A highlight from the list of panelists was Elliot Hamon. EFF has in the past and presently done a lot for information freedom and privacy on the internet. He looked at open access and its need from a nonacademic lens. He asked the question if there was a department of sharing that existed outside academia, what would it do. An organization that was set to enforce sharing policies in a similar way that we enforce copyright policies and how information would flow if that was enforced. This was a compelling way to begin the dialogue that followed about copyright and the ways that patent issues through universities infringe upon innovation and open resources. He used two key examples to elaborate on this point one including “patent trolls” who buy up patents created not to protect someone’s original ideas but on common practices just to sue others for using them. This is something Hamon thinks could be protected through something like a department of sharing. He also pointed out the importance of the role of the librarian in decision making about open access and laws surrounding patents. The idea that guidance navigating patents and rights to ideas is something that I believe would never be entrusted to a librarian for fairness, the economics behind such material and its openness, unless governmentally enforced, would be only compulsory.
In the late afternoon, the digital humanities panel began. There seemed to be a buzz in the room as they began to set up. The moderator of the panel was the digital projects librarian who, based on her questions was quite knowledgeable of the topic of DH but was not specifically a speaker so her knowledge of the topic which I would have enjoyed hearing was not heard. Of the three panelists one was a senior lecturer in Asian and Asian American Studies, another was an adjunct of the English department(both Stony Brook University Faculty members) and the last was Community Manager of the Humanities Commons through Modern Language Association.

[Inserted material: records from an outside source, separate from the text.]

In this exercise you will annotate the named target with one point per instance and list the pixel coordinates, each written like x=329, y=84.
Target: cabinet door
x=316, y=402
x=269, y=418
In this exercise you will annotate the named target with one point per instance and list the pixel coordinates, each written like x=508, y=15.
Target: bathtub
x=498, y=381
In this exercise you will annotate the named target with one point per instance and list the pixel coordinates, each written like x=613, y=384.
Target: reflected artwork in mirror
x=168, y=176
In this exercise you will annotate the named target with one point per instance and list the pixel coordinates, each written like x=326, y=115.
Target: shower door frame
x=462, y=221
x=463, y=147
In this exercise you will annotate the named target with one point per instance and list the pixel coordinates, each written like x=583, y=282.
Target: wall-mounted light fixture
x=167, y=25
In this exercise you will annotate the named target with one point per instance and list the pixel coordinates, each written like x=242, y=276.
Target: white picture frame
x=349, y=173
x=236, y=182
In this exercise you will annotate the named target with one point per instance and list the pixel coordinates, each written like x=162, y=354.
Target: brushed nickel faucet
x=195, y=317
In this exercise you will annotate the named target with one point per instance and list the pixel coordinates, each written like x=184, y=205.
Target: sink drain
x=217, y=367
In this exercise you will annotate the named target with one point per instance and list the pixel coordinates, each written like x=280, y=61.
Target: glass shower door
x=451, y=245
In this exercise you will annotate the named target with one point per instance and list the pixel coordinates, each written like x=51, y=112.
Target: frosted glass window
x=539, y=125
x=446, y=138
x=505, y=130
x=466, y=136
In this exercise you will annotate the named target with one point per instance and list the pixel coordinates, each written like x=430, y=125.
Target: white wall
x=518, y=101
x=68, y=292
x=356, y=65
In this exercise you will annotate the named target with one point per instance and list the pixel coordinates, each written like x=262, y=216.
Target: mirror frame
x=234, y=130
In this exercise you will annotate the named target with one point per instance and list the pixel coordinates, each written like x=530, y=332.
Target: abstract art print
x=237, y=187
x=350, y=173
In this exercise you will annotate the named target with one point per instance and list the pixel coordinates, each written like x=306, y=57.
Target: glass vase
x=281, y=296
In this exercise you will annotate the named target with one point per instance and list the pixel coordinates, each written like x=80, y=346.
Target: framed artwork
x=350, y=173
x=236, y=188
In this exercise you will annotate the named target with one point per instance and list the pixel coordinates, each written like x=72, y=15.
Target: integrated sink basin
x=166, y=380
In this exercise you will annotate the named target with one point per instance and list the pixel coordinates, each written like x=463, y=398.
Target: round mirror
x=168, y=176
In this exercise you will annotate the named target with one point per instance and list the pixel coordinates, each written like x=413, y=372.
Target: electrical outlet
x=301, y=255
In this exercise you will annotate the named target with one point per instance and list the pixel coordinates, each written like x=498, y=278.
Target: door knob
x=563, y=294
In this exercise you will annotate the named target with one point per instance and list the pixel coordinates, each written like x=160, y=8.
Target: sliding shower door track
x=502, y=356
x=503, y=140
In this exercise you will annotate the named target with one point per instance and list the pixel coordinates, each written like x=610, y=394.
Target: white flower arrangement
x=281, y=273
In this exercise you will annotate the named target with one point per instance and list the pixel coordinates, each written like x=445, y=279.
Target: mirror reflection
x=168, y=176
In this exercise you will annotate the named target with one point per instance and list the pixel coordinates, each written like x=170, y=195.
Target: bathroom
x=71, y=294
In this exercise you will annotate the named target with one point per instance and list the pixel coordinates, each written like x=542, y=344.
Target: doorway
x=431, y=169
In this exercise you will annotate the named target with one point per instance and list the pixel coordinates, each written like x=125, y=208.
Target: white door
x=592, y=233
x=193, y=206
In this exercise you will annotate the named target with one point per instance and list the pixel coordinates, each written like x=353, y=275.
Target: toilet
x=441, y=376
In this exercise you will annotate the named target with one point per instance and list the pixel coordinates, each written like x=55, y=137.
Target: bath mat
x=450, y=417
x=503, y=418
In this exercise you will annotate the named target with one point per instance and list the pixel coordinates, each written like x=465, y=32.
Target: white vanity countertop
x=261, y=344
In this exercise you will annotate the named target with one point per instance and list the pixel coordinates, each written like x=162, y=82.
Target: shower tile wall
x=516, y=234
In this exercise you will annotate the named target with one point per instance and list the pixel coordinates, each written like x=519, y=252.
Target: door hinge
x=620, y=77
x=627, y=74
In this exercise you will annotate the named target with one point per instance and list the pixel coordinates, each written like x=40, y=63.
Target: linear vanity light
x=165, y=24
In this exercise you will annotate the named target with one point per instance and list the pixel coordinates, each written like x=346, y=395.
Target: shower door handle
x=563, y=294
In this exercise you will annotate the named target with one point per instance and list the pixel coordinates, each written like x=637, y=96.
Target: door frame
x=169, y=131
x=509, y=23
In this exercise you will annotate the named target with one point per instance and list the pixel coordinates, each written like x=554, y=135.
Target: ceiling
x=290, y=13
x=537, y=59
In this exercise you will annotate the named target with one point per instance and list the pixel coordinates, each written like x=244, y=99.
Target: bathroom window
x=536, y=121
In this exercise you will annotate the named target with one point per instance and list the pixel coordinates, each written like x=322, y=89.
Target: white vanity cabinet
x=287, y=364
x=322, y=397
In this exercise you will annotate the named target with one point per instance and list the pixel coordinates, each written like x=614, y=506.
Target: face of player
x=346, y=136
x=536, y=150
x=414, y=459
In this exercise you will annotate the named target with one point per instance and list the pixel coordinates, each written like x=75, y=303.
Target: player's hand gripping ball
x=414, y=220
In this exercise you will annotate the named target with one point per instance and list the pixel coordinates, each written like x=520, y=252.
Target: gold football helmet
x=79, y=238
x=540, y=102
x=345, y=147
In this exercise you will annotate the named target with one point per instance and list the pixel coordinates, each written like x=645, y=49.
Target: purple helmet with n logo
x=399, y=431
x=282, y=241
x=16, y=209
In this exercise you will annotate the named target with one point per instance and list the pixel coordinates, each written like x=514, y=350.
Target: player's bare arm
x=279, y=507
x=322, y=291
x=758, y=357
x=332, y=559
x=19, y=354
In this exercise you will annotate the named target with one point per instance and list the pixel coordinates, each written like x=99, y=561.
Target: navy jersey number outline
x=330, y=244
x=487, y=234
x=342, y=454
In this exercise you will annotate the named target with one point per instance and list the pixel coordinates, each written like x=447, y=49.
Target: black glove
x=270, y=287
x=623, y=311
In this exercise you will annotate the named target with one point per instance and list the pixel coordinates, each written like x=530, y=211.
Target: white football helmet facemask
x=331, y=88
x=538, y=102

It seemed the grouping of people had very similar understandings of DH. Peg Christoff, the senior lecturer, was well versed in OER for pedagogy and used those materials to produce DH work, but it centered around the oral histories that her students worked to create rather than the DH tools they used or the open resources. Andrew Newman, the adjunct professor, also worked with his undergraduate students in order to create a DH project, but as far as his experience in DH or placement in the panel about open access was a little lost to me. He said he tries to use open resources when writing his syllabus but also said he would not publish his work in an open access journal because of his concern for it to be irrelevant to his tenure due to misconceptions about open access. His project did not seem to be of as great note as it seemed in the conference in contrast with projects like the Linked Jazz project. In regard to the DH panel overall I was surprised at how little actual pedagogy or insight was given to me from the speakers. I found that the acceptance of DH projects was more normalized than I thought it would be and the uses were basic on a level that ungraduates could engage with them easily. This brought into light how simply DH can be incorporated into humanities projects and classes.
Overall this event was a great insight into the field of open access and DH how it exists in a research University setting, where it sits and is accepted, as well as where it is not. This general survey of the field of OA and the demand large institutions like SUNY are placing on their branches to expand its acceptance and promote interest definitely gave me hope of the land of academia that undergrads will no longer need to dropout of college because financial aid doesn’t cover textbooks. The movement to create textbooks that are open to the public and without a paywall is alive and well it is just attempting to get through publishing logistics and field stigmas.